Cache device failure

Edit online

If the RPV client encounters I/O errors while trying to access the cache logical volume, then it cannot continue to process write requests.

Any cache logical volume I/O failure, even if it is just a single I/O failure, that prevents the RPV driver from being able to perform its duties or to trust the contents of the cache requires the RPV driver to declare that the cache has failed. Then, it must inform LVM that the cache device has failed. LVM keeps track of this by setting a flag that is stored with the other mirror pool attributes in the LVM metadata.

The RPV client must tell LVM to mark ALL of the physical partitions on the disk as stale. Keep in mind that all of the remote physical volumes in the same mirror pool share a single cache device, so a cache device failure affects the entire mirror pool, which means that ALL of the physical partitions in the entire mirror pool can be marked as stale.

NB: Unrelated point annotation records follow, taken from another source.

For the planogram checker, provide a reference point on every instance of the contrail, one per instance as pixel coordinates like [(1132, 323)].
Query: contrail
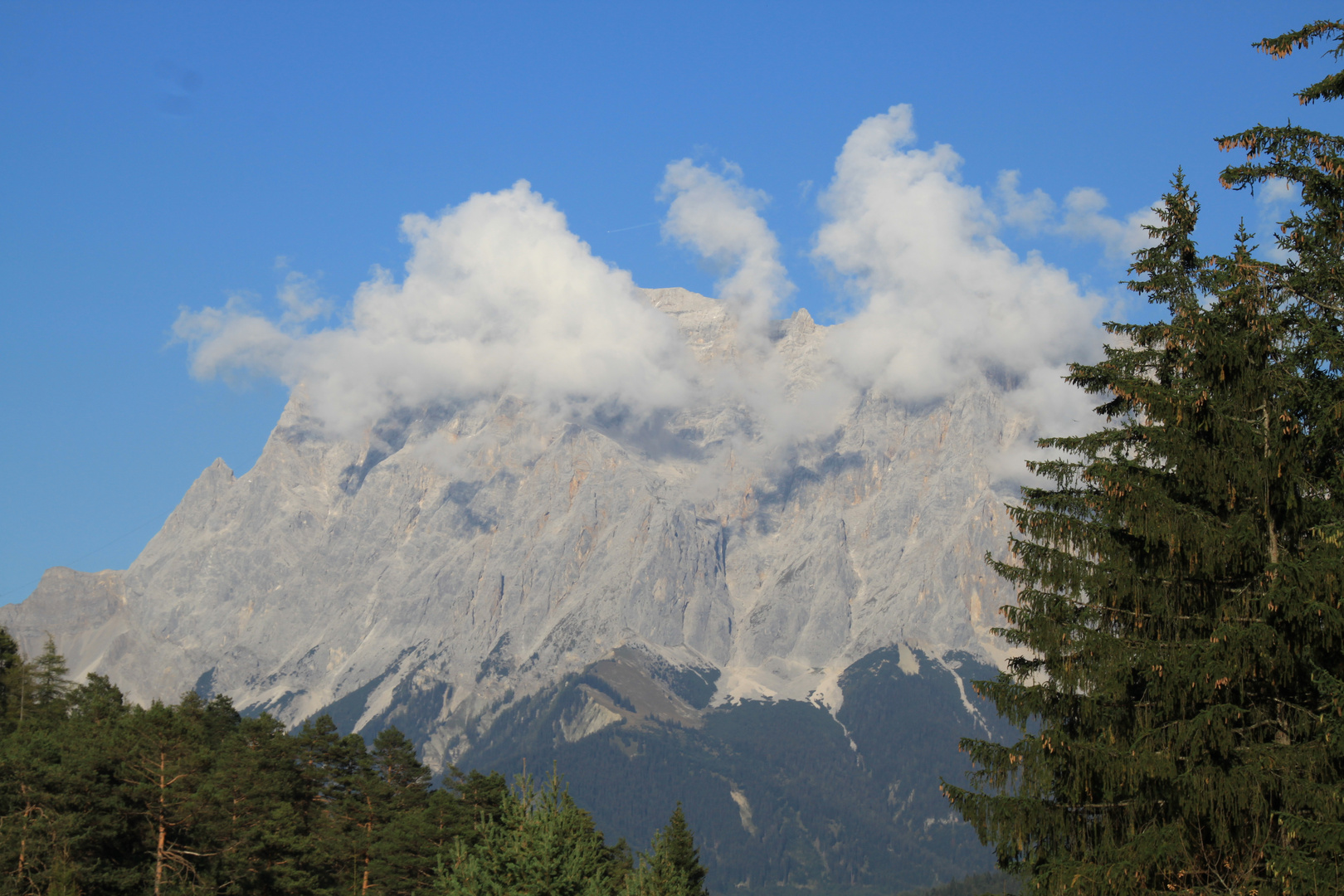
[(621, 230)]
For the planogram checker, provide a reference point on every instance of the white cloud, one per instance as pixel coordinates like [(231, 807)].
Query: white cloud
[(721, 219), (1276, 199), (499, 297), (938, 297), (1082, 218), (1083, 221), (1030, 214)]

The recovery from a cache device failure requires you to perform a set of tasks to remove and replace the cache device. You will also need to run the syncvg command to bring the stale physical partitions back up to date. It is necessary for the syncvg command to perform a full synchronization across the network. You can protect against cache device failure by using LVM mirroring (two copies of the cache logical volume) or by using a disk subsystem that has built-in data mirroring or RAID capabilities, in order to make the cache logical volume highly available and less likely to fail.